Jonathan Nez, vice president of the Navajo Nation, blasted Trump’s announcement-‘What transpired today, it’s just hard for me to understand,’ Nez said. ‘It’s just another slap in the face for our Native American brothers and sisters.’
U.S. Rep. Rob Bishop, R-Utah, said in an interview earlier Monday that the president’s action is lawful. ‘It’s been done in the past. It can happen again,’ he said.
Zinke, too, said the administration is on firm legal footing, noting that ‘we didn’t do this in an arbitrary fashion.’ Other monuments, he noted, have been changed 10 times in the past.
Ten environmental and wilderness groups are suing Trump, as well as Interior Secretary Ryan Zinke, in federal district court in Washington.

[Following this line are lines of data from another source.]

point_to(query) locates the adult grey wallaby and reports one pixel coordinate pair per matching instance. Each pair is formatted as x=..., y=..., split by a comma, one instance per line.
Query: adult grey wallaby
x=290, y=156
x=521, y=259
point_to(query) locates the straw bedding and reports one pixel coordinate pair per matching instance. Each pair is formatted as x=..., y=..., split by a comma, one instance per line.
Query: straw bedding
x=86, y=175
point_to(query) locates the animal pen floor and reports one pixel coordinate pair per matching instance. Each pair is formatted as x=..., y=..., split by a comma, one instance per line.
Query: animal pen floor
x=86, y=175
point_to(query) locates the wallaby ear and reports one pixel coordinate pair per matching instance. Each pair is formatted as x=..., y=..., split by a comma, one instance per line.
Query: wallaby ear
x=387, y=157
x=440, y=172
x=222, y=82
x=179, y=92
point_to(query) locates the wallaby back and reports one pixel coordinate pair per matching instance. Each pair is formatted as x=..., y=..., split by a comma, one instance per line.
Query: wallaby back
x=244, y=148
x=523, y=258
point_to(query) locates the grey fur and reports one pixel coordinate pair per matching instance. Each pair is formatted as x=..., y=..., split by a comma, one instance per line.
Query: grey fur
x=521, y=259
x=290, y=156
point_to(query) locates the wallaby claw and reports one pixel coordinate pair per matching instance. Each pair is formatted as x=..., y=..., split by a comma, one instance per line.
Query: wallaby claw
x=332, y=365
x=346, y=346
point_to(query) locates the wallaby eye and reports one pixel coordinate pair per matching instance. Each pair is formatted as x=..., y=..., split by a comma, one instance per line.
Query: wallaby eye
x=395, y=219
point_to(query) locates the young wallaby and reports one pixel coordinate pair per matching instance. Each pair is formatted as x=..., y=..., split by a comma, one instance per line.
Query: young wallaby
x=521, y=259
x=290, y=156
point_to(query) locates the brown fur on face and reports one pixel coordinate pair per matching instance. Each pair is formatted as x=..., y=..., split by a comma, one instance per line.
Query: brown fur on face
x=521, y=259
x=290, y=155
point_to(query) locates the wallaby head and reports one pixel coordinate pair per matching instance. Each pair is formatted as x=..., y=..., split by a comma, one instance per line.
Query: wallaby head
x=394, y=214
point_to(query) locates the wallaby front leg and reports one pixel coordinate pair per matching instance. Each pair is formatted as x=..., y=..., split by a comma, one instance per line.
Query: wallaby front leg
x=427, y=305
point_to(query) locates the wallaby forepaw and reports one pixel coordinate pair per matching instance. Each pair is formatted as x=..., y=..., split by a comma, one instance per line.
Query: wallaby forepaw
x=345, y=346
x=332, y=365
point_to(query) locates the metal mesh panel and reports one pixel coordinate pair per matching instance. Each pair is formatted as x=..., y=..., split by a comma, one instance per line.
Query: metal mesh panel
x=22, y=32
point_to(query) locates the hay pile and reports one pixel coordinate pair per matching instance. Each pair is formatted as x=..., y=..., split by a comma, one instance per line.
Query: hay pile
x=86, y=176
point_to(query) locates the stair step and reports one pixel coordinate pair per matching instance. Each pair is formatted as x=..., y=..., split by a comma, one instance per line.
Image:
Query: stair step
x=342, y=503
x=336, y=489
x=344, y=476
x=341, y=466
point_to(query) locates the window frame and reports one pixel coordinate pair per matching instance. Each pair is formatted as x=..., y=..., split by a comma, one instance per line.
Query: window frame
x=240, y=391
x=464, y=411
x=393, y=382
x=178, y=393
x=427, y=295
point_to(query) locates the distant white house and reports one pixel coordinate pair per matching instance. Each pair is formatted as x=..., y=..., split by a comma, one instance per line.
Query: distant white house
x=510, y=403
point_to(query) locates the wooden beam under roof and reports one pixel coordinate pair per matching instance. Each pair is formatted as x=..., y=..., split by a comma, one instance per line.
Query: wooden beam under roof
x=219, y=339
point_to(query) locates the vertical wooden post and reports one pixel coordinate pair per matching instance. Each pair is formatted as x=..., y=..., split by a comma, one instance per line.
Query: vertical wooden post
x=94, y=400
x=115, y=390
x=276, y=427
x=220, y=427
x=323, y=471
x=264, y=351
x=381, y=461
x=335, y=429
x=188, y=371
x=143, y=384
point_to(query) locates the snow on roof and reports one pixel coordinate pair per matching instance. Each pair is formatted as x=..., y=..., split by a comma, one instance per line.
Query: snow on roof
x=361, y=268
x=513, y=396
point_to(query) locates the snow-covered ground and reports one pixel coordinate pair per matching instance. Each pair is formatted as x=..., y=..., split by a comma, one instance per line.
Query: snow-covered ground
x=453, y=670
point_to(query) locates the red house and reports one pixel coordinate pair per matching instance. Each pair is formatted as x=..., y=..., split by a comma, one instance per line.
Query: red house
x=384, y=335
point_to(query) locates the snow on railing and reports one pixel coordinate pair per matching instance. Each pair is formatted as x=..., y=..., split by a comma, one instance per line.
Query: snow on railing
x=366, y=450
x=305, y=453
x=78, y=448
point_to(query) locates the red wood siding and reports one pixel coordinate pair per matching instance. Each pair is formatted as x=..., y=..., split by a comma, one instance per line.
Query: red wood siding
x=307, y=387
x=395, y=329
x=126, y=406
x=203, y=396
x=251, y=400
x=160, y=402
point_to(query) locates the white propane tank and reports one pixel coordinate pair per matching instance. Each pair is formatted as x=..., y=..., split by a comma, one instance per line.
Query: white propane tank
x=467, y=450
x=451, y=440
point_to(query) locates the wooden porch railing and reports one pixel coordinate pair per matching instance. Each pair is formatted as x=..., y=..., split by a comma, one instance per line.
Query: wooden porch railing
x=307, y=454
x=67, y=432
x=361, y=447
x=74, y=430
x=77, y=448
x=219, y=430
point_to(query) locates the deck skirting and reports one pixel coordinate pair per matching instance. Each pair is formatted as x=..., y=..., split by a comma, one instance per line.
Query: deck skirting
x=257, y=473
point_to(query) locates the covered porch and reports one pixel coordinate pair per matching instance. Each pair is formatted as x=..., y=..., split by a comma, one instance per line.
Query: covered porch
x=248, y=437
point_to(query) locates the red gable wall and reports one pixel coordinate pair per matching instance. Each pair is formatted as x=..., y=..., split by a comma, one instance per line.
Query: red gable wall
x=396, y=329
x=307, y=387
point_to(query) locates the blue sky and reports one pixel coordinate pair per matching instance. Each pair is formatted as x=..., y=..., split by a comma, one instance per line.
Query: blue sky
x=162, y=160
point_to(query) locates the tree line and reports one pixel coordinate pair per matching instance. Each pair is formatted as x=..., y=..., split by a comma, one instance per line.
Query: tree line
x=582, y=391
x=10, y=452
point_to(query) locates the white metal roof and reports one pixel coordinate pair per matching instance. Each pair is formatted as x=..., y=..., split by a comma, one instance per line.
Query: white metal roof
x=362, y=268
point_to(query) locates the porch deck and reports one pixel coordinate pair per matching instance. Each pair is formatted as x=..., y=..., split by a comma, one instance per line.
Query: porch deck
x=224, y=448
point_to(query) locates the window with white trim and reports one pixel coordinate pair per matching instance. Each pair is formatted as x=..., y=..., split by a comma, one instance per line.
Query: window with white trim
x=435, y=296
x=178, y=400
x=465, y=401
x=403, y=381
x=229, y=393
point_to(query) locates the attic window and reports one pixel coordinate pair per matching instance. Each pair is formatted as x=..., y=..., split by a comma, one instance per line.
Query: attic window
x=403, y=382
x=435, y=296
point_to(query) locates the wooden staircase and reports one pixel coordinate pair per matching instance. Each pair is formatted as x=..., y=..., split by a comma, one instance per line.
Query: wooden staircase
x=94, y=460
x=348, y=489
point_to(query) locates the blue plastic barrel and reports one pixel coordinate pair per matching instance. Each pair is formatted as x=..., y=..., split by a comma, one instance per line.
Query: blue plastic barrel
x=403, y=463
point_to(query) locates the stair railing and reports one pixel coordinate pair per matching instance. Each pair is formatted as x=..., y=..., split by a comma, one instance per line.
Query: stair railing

They are specifically targeting the cuts to Grand Staircase-Escalante National Monument, which is to be split into three smaller designations and stripped of nearly 900,000 acres.
‘[Trump wants to] turn the key to these lands over to extractive industries and local interests who really want to see them destroyed,’ said Steve Bloch, legal director for the Southern Utah Wilderness Alliance, one of the plaintiffs in the case. ‘No one will look back on this decision in 15, 25 or 50 years and say Trump did the right thing by protecting less of this magnificent place,’ Bloch said.
Outdoor retailer Patagonia intends to make its case that Trump is ‘taking away recreation areas [from] our customers’ that would financially hurt the company, said its environmental activism manager Ron Hunter.
The Sierra Club called monument reductions a ‘pathetic’ example of Trump’s continued abuse of power.”